Na onderzoek van de door Frankrijk verstrekte gegevens is de Commissie van oordeel dat de door Frankrijk voorgenomen decentralisatie in een strategie past om de bestuurlijke doeltreffendheid te verhogen door de ontwikkeling van een betere en minder dure openbaredienstverlening. De waarde van deze aanpak voor meer doeltreffendheid lijkt te worden bevestigd door de ervaringen met decentralisatie waardoor de Franse regionale besturen know-how inzake management hebben kunnen verwerven. Bovendien is decentralisatie een groeifactor voor de nationale economie. De brutovorming van vast kapitaal van de lokale overheden vertegenwoordigt 2% van het Franse BBP, terwijl die van de Staat 0,5% vertegenwoordigt, een verhouding van 1 tot 4 in het voordeel van de lokale overheidssector.
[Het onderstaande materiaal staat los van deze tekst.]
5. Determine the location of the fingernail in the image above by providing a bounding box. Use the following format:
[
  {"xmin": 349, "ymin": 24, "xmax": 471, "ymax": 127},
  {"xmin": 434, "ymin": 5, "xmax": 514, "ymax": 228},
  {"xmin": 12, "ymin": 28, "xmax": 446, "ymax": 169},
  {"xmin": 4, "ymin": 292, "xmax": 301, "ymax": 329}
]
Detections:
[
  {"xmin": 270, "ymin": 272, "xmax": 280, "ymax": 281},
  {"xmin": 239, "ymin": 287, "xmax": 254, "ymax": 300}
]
Voorts zal de gevraagde maatregel de regio’s er in nog grotere mate toe aanzetten de kwaliteit van hun beheer op transparante wijze te verbeteren en op verschillende sociaal-economische omstandigheden in te spelen. De regeling in het voorstel voor een beschikking moet in dit verband bepalen dat de verlagingen verband moeten houden met de economische omstandigheden in de regio’s.

De regionale decentralisatie maakt deel uit van een op subsidiariteit afgestemd beleid doordat zij op een veelheid van terreinen (beroepsopleiding, economische ontwikkeling, zorg, onderwijs, beheer van grote infrastructuren, cultuur) besluitvorming op het passende niveau mogelijk maakt.

De Commissie concludeert derhalve dat het verzoek om regionale differentiatie beantwoordt aan specifieke beleidsoverwegingen in de zin van artikel 19 van Richtlijn 2003/96/EG.

2.6.Verkeer en controles daarop

De regels in verband met controle en verkeer die zijn vastgesteld in Richtlijn 2003/96/EG en in Richtlijn 92/12/EEG van de Raad van 25 februari 1992 betreffende de algemene regeling voor accijnsproducten, het voorhanden hebben en het verkeer daarvan en de controles daarop2 worden nageleefd in de bepalingen in verband met administratieve controle die door de Franse autoriteiten worden voorgesteld. De voorgestelde controlemaatregelen zijn evenredig.

Besluit

De Commissie stelt de Raad voor krachtens artikel 19 van Richtlijn 2003/96/EG van de Raad te besluiten dat Frankrijk wordt gemachtigd van 1 januari 2006 tot en met 31 december 2011 verlaagde belastingtarieven toe te passen voor loodvrije benzine en gasolie die als motorbrandstof worden gebruikt. De betrokken verlagingen mogen gedifferentieerd worden per administratieve regio, voorzover de volgende voorwaarden worden nageleefd:

- de verlagingen zijn niet hoger dan 35,4 euro per 1000 liter loodvrije benzine en 23,0 euro per 1000 liter gasolie;

- de verlagingen zijn niet hoger dan het verschil tussen de belastingniveaus voor gasolie en commerciële gasolie;

- de verlagingen houden verband met objectieve sociaal-economische omstandigheden in de regio’s.

De verlaagde tarieven moeten in overeenstemming zijn met de verplichtingen van Richtlijn 2003/96/EG, en met name de in artikel 7 bedoelde minimumtarieven.

Deze mogelijkheid tot verlaging geldt niet voor commerciële gasolie in de zin van artikel 7, lid 2, van Richtlijn 2003/96/EG.